Not one of them was surprised. In fact, I was stunned to learn that something similar had happened to most of them, as if crying on the floor in the early stages of fatherhood is Fight Club, and the first rule of Fight Club is that we don’t talk about it.
I have a marginally better explanation for my distress now. But I quickly learned that once I’d said this shameful thing out loud — that I didn’t feel close or connected to my own son — that the power it held over me started to dissipate. The overwhelming insecurities and self-doubt started to feel rational instead of suffocating.
It was hardly an overnight transformation, but it was a start. Then two days later, I heard my wife talking to our son through the audio on the baby monitor, a common event when he’s waking up from naps.
“You’re always smiling when you wake up, sweet boy! You like your naps?” she said.
I knew what she was talking about because I’d seen it myself. Whether this boy had gone to sleep with ease or fighting us like a scene out of Gladiator, sure enough, he’d wake up from his nap smiling and cooing. As if the best moment of his day is always this one.
I felt a pang of embarrassment again — and trust me, I’m working on it — as I realized this little boy is oblivious to anything except what is. He is aware only of his bottles, his bed, and his mommy and daddy. Everything else is noise.
I sat with it.
And somewhere in my dense 36-year-old brain, the one that’s been conditioned to dumb down its purpose to that of a provider and cog in the capitalist wheel, a light flickered. And my wife’s voice repeated itself to me: “You’re always smiling when you wake up, sweet boy!”
Why? Why is this kid smiling?
Okay, so I don’t know this with total certainty, but I’d venture that it’s because of this —
His mind is not molded or compromised by what adults think they know about the world, or what even his own teachers or peers might project onto him in the realm of expectations, doubt and fear. He knows food, sleep and love. That’s it.
I almost gave in to the temptation to write it off as his naïveté because after all, he is just a baby. But him not knowing better is in fact his super power. Me thinking I know better has undoubtedly been my kryptonite. As I peeled back the root of my angst, I realized (with some help from my therapist) that my son was actually a much smaller source of my frustration than I’d first thought. In truth, he’d just represented the newest thing I couldn’t master or bend to my will. On the growing list of things that have rendered me less-than, the common theme has been difficulty with the gap between what is and what might be.

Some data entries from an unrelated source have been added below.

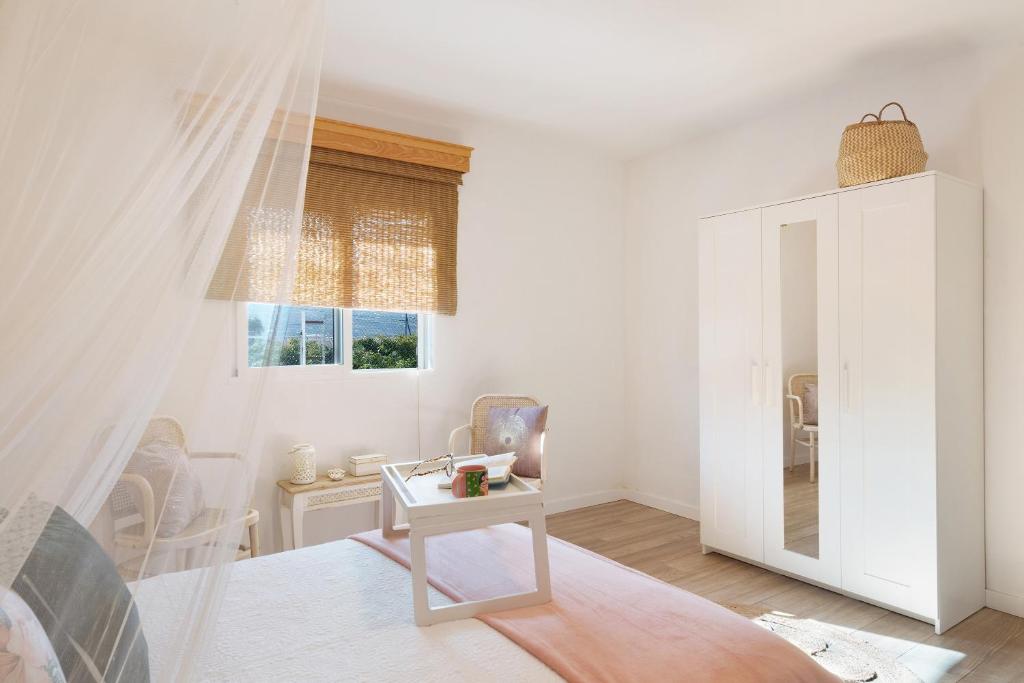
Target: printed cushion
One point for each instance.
(518, 430)
(176, 488)
(26, 652)
(74, 589)
(810, 403)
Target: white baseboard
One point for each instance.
(1005, 602)
(611, 495)
(585, 501)
(669, 505)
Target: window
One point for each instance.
(292, 336)
(382, 340)
(314, 336)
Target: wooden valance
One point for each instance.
(330, 134)
(379, 226)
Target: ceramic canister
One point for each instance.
(303, 463)
(470, 481)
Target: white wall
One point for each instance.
(541, 295)
(970, 111)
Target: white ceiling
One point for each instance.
(626, 75)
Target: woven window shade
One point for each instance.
(376, 233)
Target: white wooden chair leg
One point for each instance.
(253, 541)
(793, 447)
(811, 456)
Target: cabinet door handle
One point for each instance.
(756, 384)
(846, 387)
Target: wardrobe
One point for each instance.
(864, 306)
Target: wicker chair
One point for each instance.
(798, 425)
(202, 530)
(477, 427)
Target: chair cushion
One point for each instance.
(26, 652)
(176, 488)
(518, 430)
(76, 593)
(810, 403)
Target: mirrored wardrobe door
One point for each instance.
(801, 467)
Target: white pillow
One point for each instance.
(176, 489)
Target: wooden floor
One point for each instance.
(987, 647)
(800, 502)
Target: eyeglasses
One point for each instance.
(448, 467)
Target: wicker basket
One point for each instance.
(879, 150)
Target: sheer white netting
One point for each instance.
(131, 136)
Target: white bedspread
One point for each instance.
(340, 611)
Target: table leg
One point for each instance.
(418, 565)
(285, 518)
(298, 509)
(253, 541)
(542, 568)
(387, 511)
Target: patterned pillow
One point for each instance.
(76, 593)
(518, 430)
(26, 652)
(810, 403)
(176, 488)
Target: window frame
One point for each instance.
(334, 371)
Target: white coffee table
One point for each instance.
(430, 511)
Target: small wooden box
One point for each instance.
(364, 465)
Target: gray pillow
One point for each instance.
(76, 593)
(176, 489)
(518, 430)
(810, 403)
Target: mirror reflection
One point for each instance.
(800, 359)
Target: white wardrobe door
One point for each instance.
(785, 506)
(887, 412)
(731, 384)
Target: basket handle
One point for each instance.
(901, 111)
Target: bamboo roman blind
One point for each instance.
(377, 233)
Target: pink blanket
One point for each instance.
(605, 622)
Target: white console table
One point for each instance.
(295, 500)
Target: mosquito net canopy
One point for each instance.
(134, 136)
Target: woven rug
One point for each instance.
(835, 649)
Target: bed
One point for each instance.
(336, 611)
(343, 611)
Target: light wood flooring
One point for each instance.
(800, 502)
(985, 648)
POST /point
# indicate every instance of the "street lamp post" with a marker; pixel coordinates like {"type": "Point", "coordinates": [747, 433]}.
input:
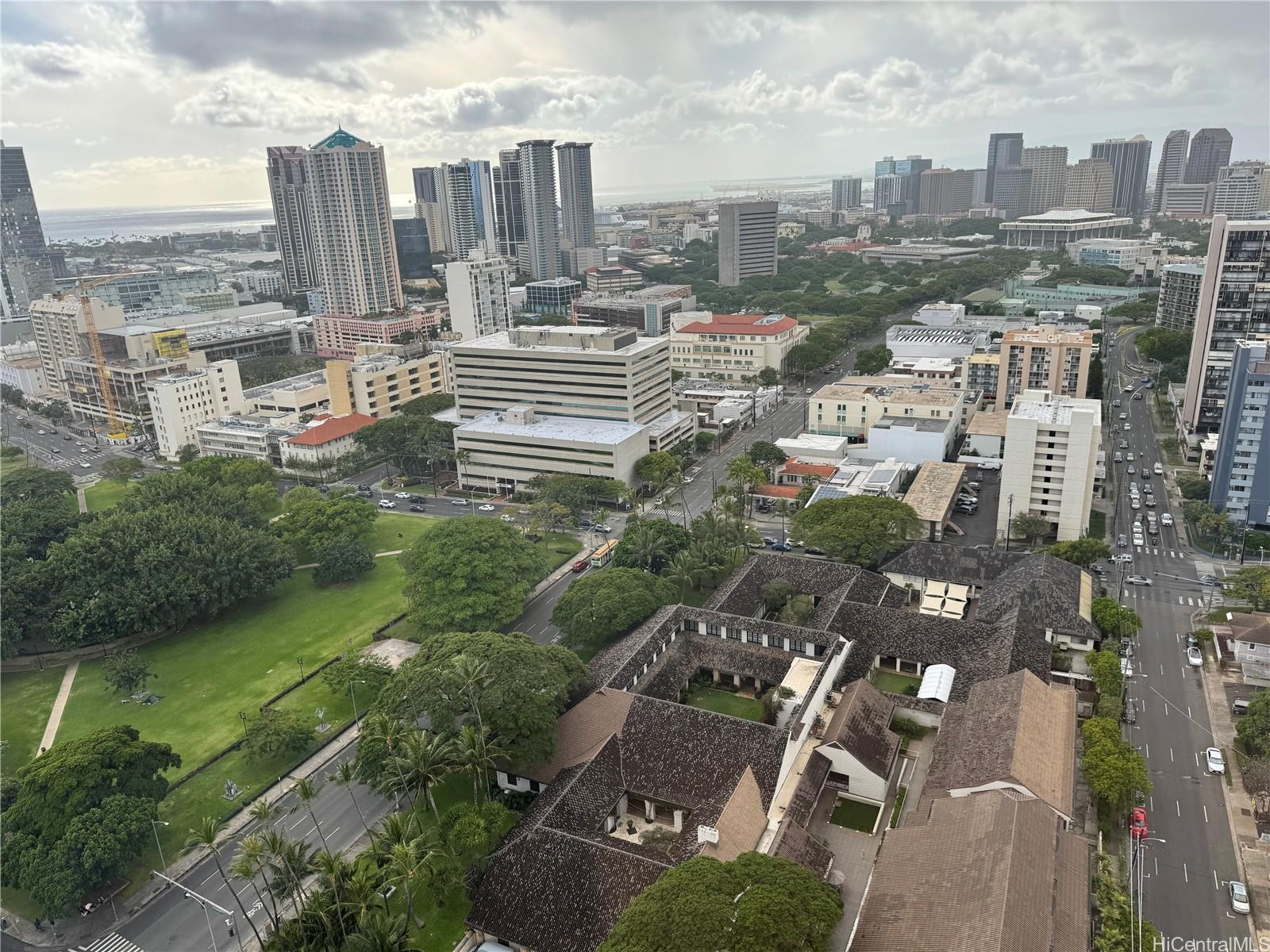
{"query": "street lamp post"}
{"type": "Point", "coordinates": [154, 825]}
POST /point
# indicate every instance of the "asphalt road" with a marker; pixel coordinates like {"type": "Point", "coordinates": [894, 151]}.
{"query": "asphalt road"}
{"type": "Point", "coordinates": [1185, 876]}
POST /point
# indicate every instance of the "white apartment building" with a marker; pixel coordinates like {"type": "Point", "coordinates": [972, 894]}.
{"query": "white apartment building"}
{"type": "Point", "coordinates": [479, 296]}
{"type": "Point", "coordinates": [351, 220]}
{"type": "Point", "coordinates": [181, 403]}
{"type": "Point", "coordinates": [1049, 461]}
{"type": "Point", "coordinates": [61, 333]}
{"type": "Point", "coordinates": [734, 346]}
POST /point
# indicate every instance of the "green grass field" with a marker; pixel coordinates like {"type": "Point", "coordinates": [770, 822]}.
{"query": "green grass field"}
{"type": "Point", "coordinates": [105, 494]}
{"type": "Point", "coordinates": [210, 672]}
{"type": "Point", "coordinates": [25, 700]}
{"type": "Point", "coordinates": [855, 816]}
{"type": "Point", "coordinates": [725, 702]}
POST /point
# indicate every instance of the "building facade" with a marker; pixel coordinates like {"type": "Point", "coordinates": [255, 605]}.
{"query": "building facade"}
{"type": "Point", "coordinates": [1089, 186]}
{"type": "Point", "coordinates": [540, 254]}
{"type": "Point", "coordinates": [1045, 359]}
{"type": "Point", "coordinates": [1130, 163]}
{"type": "Point", "coordinates": [182, 403]}
{"type": "Point", "coordinates": [1241, 470]}
{"type": "Point", "coordinates": [1172, 165]}
{"type": "Point", "coordinates": [733, 346]}
{"type": "Point", "coordinates": [747, 241]}
{"type": "Point", "coordinates": [1179, 296]}
{"type": "Point", "coordinates": [351, 216]}
{"type": "Point", "coordinates": [1233, 305]}
{"type": "Point", "coordinates": [1049, 461]}
{"type": "Point", "coordinates": [285, 167]}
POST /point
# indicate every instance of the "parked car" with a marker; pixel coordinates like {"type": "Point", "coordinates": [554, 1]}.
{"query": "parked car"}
{"type": "Point", "coordinates": [1240, 898]}
{"type": "Point", "coordinates": [1138, 822]}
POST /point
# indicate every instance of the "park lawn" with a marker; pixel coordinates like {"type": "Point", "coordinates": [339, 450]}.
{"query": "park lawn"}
{"type": "Point", "coordinates": [105, 494]}
{"type": "Point", "coordinates": [855, 816]}
{"type": "Point", "coordinates": [210, 672]}
{"type": "Point", "coordinates": [893, 682]}
{"type": "Point", "coordinates": [725, 702]}
{"type": "Point", "coordinates": [25, 700]}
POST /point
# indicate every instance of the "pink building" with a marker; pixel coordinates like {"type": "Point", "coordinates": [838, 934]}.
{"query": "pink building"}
{"type": "Point", "coordinates": [338, 336]}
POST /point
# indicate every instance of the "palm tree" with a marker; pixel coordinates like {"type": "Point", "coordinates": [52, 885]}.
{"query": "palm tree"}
{"type": "Point", "coordinates": [425, 759]}
{"type": "Point", "coordinates": [249, 862]}
{"type": "Point", "coordinates": [205, 838]}
{"type": "Point", "coordinates": [306, 793]}
{"type": "Point", "coordinates": [346, 777]}
{"type": "Point", "coordinates": [476, 754]}
{"type": "Point", "coordinates": [683, 571]}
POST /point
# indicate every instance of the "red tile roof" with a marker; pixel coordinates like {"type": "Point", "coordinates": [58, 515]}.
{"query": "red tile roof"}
{"type": "Point", "coordinates": [793, 467]}
{"type": "Point", "coordinates": [332, 429]}
{"type": "Point", "coordinates": [740, 324]}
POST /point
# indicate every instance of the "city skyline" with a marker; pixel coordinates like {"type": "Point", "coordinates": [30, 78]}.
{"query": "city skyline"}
{"type": "Point", "coordinates": [914, 80]}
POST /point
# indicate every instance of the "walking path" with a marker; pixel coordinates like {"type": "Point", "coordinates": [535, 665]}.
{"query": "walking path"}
{"type": "Point", "coordinates": [55, 716]}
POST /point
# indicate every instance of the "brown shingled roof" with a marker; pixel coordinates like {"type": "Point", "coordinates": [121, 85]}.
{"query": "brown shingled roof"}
{"type": "Point", "coordinates": [986, 873]}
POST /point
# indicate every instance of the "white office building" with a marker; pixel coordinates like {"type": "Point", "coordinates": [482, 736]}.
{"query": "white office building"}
{"type": "Point", "coordinates": [479, 296]}
{"type": "Point", "coordinates": [1049, 461]}
{"type": "Point", "coordinates": [181, 403]}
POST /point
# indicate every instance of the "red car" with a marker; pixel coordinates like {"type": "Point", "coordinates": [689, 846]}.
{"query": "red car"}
{"type": "Point", "coordinates": [1138, 823]}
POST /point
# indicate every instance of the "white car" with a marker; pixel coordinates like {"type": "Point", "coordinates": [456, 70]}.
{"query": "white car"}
{"type": "Point", "coordinates": [1240, 898]}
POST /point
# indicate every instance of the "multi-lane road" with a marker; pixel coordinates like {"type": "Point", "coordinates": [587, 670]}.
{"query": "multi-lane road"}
{"type": "Point", "coordinates": [1187, 875]}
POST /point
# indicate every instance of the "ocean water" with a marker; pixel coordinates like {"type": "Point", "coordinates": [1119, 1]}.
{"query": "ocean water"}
{"type": "Point", "coordinates": [141, 222]}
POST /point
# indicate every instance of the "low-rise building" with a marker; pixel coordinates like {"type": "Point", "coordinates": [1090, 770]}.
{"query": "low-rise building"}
{"type": "Point", "coordinates": [1049, 461]}
{"type": "Point", "coordinates": [1060, 228]}
{"type": "Point", "coordinates": [338, 336]}
{"type": "Point", "coordinates": [733, 346]}
{"type": "Point", "coordinates": [181, 403]}
{"type": "Point", "coordinates": [324, 440]}
{"type": "Point", "coordinates": [379, 380]}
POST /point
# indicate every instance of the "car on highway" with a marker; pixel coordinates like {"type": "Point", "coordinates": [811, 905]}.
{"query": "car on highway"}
{"type": "Point", "coordinates": [1138, 823]}
{"type": "Point", "coordinates": [1240, 898]}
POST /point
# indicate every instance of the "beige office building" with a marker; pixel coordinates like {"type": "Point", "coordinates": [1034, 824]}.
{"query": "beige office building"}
{"type": "Point", "coordinates": [1049, 461]}
{"type": "Point", "coordinates": [181, 403]}
{"type": "Point", "coordinates": [1089, 186]}
{"type": "Point", "coordinates": [1045, 359]}
{"type": "Point", "coordinates": [60, 333]}
{"type": "Point", "coordinates": [380, 380]}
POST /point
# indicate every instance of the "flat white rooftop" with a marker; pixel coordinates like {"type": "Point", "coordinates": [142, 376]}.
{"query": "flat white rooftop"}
{"type": "Point", "coordinates": [573, 429]}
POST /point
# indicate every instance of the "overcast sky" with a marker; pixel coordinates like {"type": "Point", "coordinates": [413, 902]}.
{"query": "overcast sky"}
{"type": "Point", "coordinates": [173, 105]}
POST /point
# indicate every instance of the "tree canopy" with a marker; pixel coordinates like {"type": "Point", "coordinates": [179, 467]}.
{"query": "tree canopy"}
{"type": "Point", "coordinates": [756, 901]}
{"type": "Point", "coordinates": [529, 687]}
{"type": "Point", "coordinates": [603, 605]}
{"type": "Point", "coordinates": [80, 812]}
{"type": "Point", "coordinates": [859, 530]}
{"type": "Point", "coordinates": [470, 574]}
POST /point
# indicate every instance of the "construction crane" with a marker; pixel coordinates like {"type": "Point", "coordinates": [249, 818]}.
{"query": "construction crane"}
{"type": "Point", "coordinates": [114, 429]}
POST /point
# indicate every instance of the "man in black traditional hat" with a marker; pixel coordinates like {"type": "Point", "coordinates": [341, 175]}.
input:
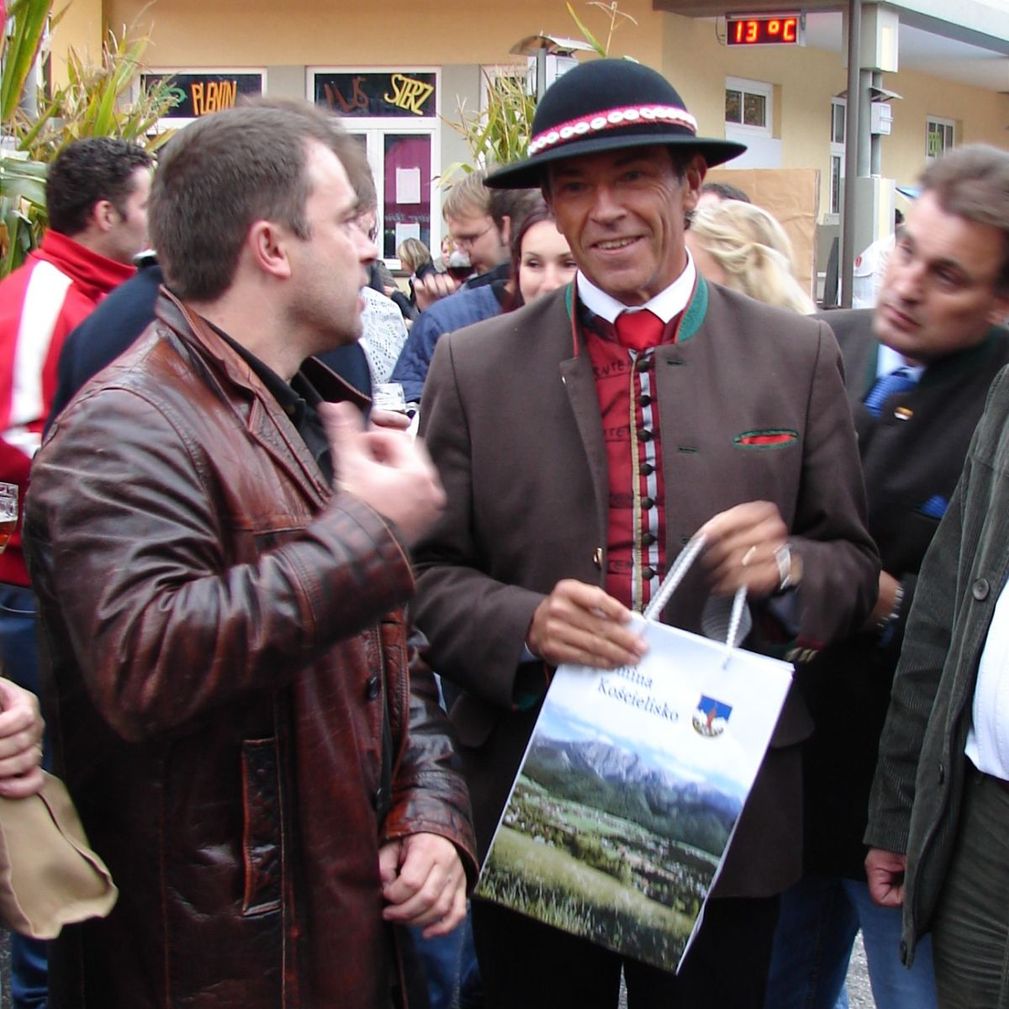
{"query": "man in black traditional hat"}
{"type": "Point", "coordinates": [582, 440]}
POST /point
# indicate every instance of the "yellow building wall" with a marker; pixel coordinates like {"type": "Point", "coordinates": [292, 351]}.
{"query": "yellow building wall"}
{"type": "Point", "coordinates": [459, 35]}
{"type": "Point", "coordinates": [257, 32]}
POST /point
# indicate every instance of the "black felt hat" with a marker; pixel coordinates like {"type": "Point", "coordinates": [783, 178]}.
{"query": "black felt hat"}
{"type": "Point", "coordinates": [605, 105]}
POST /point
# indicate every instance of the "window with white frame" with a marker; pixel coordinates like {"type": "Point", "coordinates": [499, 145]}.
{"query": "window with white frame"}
{"type": "Point", "coordinates": [394, 114]}
{"type": "Point", "coordinates": [938, 136]}
{"type": "Point", "coordinates": [749, 106]}
{"type": "Point", "coordinates": [838, 109]}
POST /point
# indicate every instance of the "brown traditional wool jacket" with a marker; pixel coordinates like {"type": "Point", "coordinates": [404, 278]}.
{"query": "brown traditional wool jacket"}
{"type": "Point", "coordinates": [513, 422]}
{"type": "Point", "coordinates": [225, 650]}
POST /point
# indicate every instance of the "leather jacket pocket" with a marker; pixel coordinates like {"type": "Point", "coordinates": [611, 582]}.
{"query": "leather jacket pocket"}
{"type": "Point", "coordinates": [261, 844]}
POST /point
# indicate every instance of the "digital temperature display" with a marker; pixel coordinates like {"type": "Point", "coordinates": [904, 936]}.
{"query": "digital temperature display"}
{"type": "Point", "coordinates": [768, 29]}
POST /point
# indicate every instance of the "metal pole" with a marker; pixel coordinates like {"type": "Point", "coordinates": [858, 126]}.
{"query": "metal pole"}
{"type": "Point", "coordinates": [853, 139]}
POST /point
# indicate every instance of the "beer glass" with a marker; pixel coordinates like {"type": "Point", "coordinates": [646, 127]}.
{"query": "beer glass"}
{"type": "Point", "coordinates": [8, 513]}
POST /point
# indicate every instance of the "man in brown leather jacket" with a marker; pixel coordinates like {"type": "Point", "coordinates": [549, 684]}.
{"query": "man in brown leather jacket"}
{"type": "Point", "coordinates": [220, 556]}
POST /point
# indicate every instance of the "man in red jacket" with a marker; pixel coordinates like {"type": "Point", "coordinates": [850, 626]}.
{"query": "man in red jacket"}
{"type": "Point", "coordinates": [97, 199]}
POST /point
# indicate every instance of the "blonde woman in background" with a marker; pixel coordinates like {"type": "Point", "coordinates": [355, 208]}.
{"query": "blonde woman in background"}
{"type": "Point", "coordinates": [743, 247]}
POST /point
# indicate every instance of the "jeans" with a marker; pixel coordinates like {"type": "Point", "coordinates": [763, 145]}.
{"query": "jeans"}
{"type": "Point", "coordinates": [19, 659]}
{"type": "Point", "coordinates": [819, 918]}
{"type": "Point", "coordinates": [971, 925]}
{"type": "Point", "coordinates": [453, 979]}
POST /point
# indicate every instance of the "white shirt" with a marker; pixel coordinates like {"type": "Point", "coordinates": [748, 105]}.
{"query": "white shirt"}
{"type": "Point", "coordinates": [666, 304]}
{"type": "Point", "coordinates": [888, 360]}
{"type": "Point", "coordinates": [988, 740]}
{"type": "Point", "coordinates": [384, 333]}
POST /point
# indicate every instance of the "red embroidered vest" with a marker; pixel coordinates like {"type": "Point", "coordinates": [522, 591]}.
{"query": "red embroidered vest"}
{"type": "Point", "coordinates": [625, 385]}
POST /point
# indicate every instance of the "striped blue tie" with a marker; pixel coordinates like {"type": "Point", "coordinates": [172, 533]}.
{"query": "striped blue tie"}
{"type": "Point", "coordinates": [886, 385]}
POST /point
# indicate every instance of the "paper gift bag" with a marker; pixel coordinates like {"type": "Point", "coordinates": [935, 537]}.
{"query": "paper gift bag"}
{"type": "Point", "coordinates": [630, 791]}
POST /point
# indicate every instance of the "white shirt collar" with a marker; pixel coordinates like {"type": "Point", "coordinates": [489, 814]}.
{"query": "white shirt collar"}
{"type": "Point", "coordinates": [888, 360]}
{"type": "Point", "coordinates": [666, 304]}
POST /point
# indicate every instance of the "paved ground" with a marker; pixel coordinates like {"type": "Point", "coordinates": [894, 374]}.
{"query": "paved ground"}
{"type": "Point", "coordinates": [859, 994]}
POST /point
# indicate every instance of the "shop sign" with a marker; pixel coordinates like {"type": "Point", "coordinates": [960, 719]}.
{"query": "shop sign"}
{"type": "Point", "coordinates": [200, 94]}
{"type": "Point", "coordinates": [366, 94]}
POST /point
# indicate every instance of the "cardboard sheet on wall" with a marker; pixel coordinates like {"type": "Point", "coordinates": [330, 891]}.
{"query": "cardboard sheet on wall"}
{"type": "Point", "coordinates": [792, 195]}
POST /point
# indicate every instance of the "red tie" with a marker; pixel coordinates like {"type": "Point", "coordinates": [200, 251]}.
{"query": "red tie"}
{"type": "Point", "coordinates": [639, 330]}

The light in my mind flickered a bit brighter, and with it, the realization that what could be is a figment of my imagination. It’s a diversion, a guess and a distraction. My waking hours have been littered with them, distractions.
I don’t wake up smiling. I wake up in fear of not having enough, of second guessing my decisions at work. Of how I’ll buy my next house, or what trips I’ll take to escape from a reality I haven’t bothered to understand, let alone embrace.
I was a boy once too. I think back on my own father, and I am reminded that I didn’t know what working class was, and if I did, I wouldn’t have cared. Dad’s money didn’t matter to me. I was oblivious to his shortcomings. And what I loved about my dad is that he loved me and had time for me.
I think that’s what innocence is. As I’ve gotten older, I’ve unconsciously used innocence as a synonym for being naive. I am wrong for that. Innocence is part purity, part simplicity, and perhaps it’s best defined as the intersection between the two. I am envious of my son’s innocence in part because it reminds me that I’ve lost mine.
But maybe the way back to it is through him. I could learn a thing or two from someone who always wakes up smiling.